Reformatory Branch trail, Bedford, MA. Photo: John Phelan

I’ve been working on this book for the last 20 years as I’ve designed bike rides that explore old New England. It’s been great fun to poke around on bikes in search of historically preserved town centers, not-maintained-in-winter roads, rural corners of Massachusetts, and tucked-away urban pathways. 

I like arriving in a new village for the first time on a bike, rather than in a car, to see how the landscape and architecture unfold. First, a scattering of houses, an old schoolhouse, the Congregational church, a cemetery, and maybe a store. In larger ones, a pizza place and a tattoo parlor. They provide glimpses into New England’s history and evoke dreams of what it would be like to live here. And I like figuring out where the local swimming hole is for post-ride cleansing and renewal. 

This book recreates some of those explorations for you. Some of these rides are now part of our annual regimen. A few are new, recent discoveries in the constant search for perfect bike rides.
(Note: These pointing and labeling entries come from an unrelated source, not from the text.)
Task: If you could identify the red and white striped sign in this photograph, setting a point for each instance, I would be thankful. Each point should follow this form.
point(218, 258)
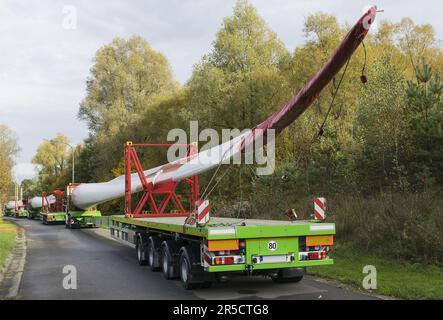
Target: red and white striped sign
point(319, 208)
point(202, 212)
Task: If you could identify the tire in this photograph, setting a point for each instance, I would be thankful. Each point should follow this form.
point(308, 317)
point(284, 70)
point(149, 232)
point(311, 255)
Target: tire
point(287, 280)
point(169, 250)
point(153, 255)
point(185, 270)
point(141, 252)
point(206, 285)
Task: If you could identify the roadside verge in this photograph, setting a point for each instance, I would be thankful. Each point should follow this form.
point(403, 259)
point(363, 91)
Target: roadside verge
point(11, 273)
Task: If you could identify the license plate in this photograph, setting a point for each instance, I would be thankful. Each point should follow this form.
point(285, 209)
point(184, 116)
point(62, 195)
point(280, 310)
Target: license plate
point(326, 240)
point(277, 258)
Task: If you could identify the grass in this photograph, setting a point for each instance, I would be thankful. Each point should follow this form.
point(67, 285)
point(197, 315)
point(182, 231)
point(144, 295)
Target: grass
point(396, 279)
point(8, 232)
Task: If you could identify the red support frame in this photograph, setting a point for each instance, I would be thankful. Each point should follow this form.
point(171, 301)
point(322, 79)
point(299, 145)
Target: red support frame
point(167, 190)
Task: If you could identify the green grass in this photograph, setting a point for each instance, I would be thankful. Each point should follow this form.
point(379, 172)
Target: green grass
point(396, 279)
point(8, 232)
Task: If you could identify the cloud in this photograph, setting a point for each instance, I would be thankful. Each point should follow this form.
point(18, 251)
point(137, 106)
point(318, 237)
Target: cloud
point(23, 171)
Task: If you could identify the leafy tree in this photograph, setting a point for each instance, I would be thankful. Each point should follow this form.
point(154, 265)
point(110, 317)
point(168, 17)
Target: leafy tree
point(126, 75)
point(381, 127)
point(8, 149)
point(31, 188)
point(239, 83)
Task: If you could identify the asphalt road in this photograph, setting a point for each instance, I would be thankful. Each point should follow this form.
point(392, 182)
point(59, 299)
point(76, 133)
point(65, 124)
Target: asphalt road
point(107, 269)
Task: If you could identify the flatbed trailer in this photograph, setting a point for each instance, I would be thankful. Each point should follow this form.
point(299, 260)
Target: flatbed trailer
point(199, 255)
point(52, 217)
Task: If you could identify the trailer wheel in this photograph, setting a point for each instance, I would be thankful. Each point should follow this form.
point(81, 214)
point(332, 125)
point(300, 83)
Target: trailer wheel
point(169, 250)
point(141, 252)
point(185, 270)
point(153, 255)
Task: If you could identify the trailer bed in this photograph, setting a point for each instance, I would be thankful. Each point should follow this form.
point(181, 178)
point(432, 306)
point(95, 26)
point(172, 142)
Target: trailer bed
point(227, 228)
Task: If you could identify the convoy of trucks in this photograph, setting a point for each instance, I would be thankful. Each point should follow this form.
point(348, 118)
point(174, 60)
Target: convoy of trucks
point(176, 234)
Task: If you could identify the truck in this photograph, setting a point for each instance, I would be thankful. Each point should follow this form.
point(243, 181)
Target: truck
point(176, 234)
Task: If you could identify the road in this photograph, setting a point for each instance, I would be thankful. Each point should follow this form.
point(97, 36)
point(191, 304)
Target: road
point(107, 269)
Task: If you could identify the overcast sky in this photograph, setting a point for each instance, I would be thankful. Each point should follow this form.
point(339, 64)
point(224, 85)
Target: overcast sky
point(46, 55)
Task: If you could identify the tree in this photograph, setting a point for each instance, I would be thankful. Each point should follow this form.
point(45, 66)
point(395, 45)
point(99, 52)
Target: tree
point(425, 110)
point(53, 157)
point(126, 75)
point(8, 149)
point(31, 188)
point(239, 83)
point(381, 127)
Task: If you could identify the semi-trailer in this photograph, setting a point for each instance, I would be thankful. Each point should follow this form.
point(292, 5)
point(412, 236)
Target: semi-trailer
point(199, 249)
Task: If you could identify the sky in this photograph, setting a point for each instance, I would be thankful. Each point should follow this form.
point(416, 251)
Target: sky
point(47, 48)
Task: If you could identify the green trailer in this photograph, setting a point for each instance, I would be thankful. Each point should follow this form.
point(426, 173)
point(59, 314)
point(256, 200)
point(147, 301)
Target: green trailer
point(225, 247)
point(8, 212)
point(53, 217)
point(79, 219)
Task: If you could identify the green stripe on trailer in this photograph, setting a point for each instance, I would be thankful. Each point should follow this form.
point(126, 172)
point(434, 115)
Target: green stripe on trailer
point(229, 228)
point(53, 217)
point(80, 214)
point(295, 264)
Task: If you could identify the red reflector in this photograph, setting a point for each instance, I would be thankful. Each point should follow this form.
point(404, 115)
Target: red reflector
point(228, 260)
point(224, 260)
point(313, 255)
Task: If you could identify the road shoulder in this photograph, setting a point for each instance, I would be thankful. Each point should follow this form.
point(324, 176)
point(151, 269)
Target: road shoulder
point(11, 276)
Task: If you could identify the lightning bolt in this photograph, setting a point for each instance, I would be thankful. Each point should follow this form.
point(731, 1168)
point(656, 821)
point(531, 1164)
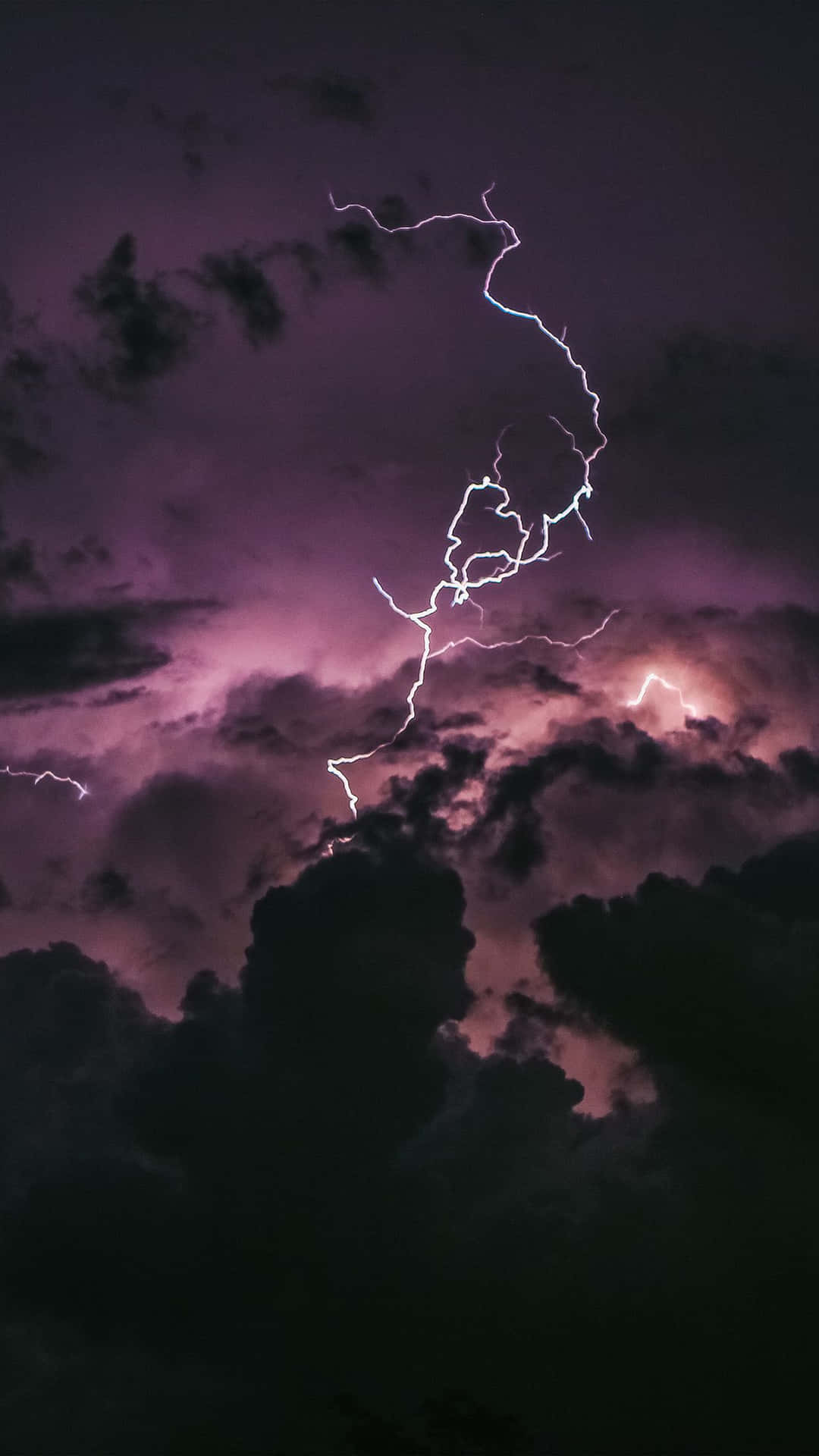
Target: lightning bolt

Luckily, some of these lost villages are being found—found enough so that there are little cafes, bakeries, bistros, and pubs tucked into restored mills and renovated opera houses.

Take Petersham, Massachusetts, for instance. It’s not on a main road, but the Petersham Country Store is a destination lunch spot. That’s the idea of this book. Off-the-beaten-track biking on back roads, rail trails, maybe some mellow single track, followed by suggestions of great places to wash away the road dust and sweat, rounded out by lunch or an early dinner at one-of-a-kind, homegrown cafes. Bike, swim, nosh. The simple pleasures. 

Here are two of the rides within 90 minutes of Belmont that are described in the book and have become favorites.

“The Reformatory Branch and Battle Trail” ride uses three bike trails to make a loop from Concord through Bedford to Lexington and back to Concord. A couple of sections of the ride give you that remarkable lost-in-time feeling, and you get that sense of being far away from the metropolitan area.

“The Land of Lakes” ride takes you from Chesham to Nelson to Harrisville to Dublin, New Hampshire, on quiet backroads and along the shores of at least seven different ponds and lakes with a few marshes in between. Nelson was the first lost village I came to in New Hampshire for a February contradance way back in 1972.

The rides vary from about 10 to 28 miles, with the majority being around 15 miles. They’re all loops, avoid busy roads, and have all been vetted. I was initially opposed to calling the book Best Bike Rides because that sounded kind of self-congratulatory. But when I re-ride them after being away from them for a year or more, I think, “Wow, that is a great ride!” I think you’ll find some rides to your liking in this book.

David Sobel is a professor emeritus in the education department at Antioch University New England in Keene, New Hampshire. The Best Bike Rides in New England is his first biking travel guide.